Abu Simbel was located 280 km from Aswan on the West bank of the Nile in what was once called Nubia. The site was commissioned by Ramses the Second, also known as Ramses the Great, during the 5th year of his long reign, and it was not completed until his 35th year as Pharaoh. It is the largest and most beautiful of the many monuments Ramses the Great erected throughout Egypt to proclaim his power. The massive façade, cut into the mountainside, features four statues of Ramses himself, each 20 meters high. Smaller statues of the royal family stand between the four largest statues. These include Ramses’ mother, his wife Nefertari, and their sons and daughters.
Another notable monument located outside near the statues, the Marriage Stela, commemorates the marriage between Ramses’ daughter and the King of the Hittites. Ramesses II has built a temple, carved in the mountain, for Nefertari, the beloved of Mu, for whose sake the sun shines.
Within the temple, eight large statues depict Ramses as the god Osiris, supporting the hefty ceiling. At first, visitors will pass through vast halls, containing rooms for the different rituals. Then, they will arrive at the most famous part of Abu Simbel Temple; a sanctuary room with a small altar and four statues of Ramses as different gods. The temple was designed so precisely that two days each year, in October and February, the morning sunbeam, with its glorious rays falls directly into the small sanctuary room, illuminating the four statues. On the southern side of the main temple, there is a smaller temple dedicated to Ramses wife Nefertari and the goddess Hathor.
With the announcement of the plan to build the High Dam at Aswan, Abu Simbel was threatened to become an underwater sanctuary. Images of the gigantic statues appeared on the front pages of newspapers around the globe. Nobody wanted to see the statues sink beneath the rising Nile waters. The salvage of Abu Simbel began in 1963 in a project between Egypt and UNESCO. At a cost of nearly $36 million, the statues and temples were moved to a higher plateau, where they welcome the rising sun each morning.

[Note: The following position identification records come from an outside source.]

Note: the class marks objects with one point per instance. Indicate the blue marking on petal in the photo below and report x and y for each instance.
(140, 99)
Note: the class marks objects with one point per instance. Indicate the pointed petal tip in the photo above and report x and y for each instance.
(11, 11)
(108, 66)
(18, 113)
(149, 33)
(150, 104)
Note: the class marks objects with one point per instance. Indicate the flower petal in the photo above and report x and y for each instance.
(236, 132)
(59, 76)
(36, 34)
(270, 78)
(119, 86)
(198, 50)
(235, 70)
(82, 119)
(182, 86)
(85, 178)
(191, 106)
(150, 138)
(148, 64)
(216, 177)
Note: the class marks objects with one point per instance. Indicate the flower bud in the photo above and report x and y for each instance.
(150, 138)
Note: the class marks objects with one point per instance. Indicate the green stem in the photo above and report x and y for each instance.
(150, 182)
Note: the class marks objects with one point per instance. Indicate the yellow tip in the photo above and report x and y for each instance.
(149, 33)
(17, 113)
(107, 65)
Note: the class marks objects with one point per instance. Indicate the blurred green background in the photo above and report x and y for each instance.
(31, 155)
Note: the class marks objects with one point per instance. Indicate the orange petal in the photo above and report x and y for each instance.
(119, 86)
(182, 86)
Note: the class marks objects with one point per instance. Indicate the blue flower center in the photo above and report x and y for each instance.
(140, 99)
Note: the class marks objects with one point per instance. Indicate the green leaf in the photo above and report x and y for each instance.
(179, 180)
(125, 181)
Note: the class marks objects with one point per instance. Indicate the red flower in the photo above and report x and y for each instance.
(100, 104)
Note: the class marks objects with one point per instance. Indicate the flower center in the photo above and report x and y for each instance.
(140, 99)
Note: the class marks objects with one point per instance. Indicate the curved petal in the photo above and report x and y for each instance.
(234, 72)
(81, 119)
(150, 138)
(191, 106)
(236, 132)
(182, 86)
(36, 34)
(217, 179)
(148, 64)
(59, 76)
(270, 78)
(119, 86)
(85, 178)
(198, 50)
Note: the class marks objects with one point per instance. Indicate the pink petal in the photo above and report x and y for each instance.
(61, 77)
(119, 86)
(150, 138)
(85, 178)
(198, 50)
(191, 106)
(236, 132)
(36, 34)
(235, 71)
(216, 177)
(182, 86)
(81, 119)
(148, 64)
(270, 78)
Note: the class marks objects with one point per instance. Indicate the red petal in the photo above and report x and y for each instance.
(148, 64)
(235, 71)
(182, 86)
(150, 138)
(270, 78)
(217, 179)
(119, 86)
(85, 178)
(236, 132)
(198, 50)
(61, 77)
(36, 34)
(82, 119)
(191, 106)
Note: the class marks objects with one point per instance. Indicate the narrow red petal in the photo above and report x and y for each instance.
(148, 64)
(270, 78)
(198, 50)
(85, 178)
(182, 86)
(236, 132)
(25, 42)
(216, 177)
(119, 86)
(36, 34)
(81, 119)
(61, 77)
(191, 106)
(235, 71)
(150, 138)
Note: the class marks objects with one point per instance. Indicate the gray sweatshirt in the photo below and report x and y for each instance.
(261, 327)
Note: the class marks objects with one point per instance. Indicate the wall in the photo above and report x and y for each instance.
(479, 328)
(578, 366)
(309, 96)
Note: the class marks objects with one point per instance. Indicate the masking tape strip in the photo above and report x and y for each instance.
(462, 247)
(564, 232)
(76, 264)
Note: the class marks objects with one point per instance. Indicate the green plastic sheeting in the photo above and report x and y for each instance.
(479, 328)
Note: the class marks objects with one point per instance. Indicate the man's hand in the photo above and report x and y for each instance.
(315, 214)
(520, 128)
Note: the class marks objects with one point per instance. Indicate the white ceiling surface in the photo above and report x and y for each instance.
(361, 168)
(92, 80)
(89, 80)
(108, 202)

Like other sites in Egypt, Abu Simbel survived all the harsh conditions, becoming one of the most preserved monuments. When the Greeks visited the site in the 6th century BC, mounds of sand had grown so high that the knees of Ramses statues were covered. When the Victorian traveler, Amelia Edward visited Abu Simbel in 1873, the site was so captivating that it left her breathless. She said: “it was wonderful to wake every morning close under the steep bank, and without lifting one's head from the pillow, to see that row of giant faces so close against the sky. They showed unearthly enough by moonlight, but no half so unearthly as in the grey of dawn. At that hour, the most solemn of the twenty-four, they wore a fixed and fatal look that was little less than appalling. As the sky warmed, this awful look was succeeded by a flush that mounted and deepened like the rising flush of life. For a moment they seemed to glow – to smile – to be transfigured. Then came a flash, as of thought itself. It was the first instantaneous flash of the risen sun. It lasted less than a second. It was gone almost before one could say that it was there. The next moment, mountain, river, and sky, were distinct in the steady light of day; and the colossi - mere colossi now - sat serene and stony in the open sunshine. Every morning I waked in time to witness that daily miracle.”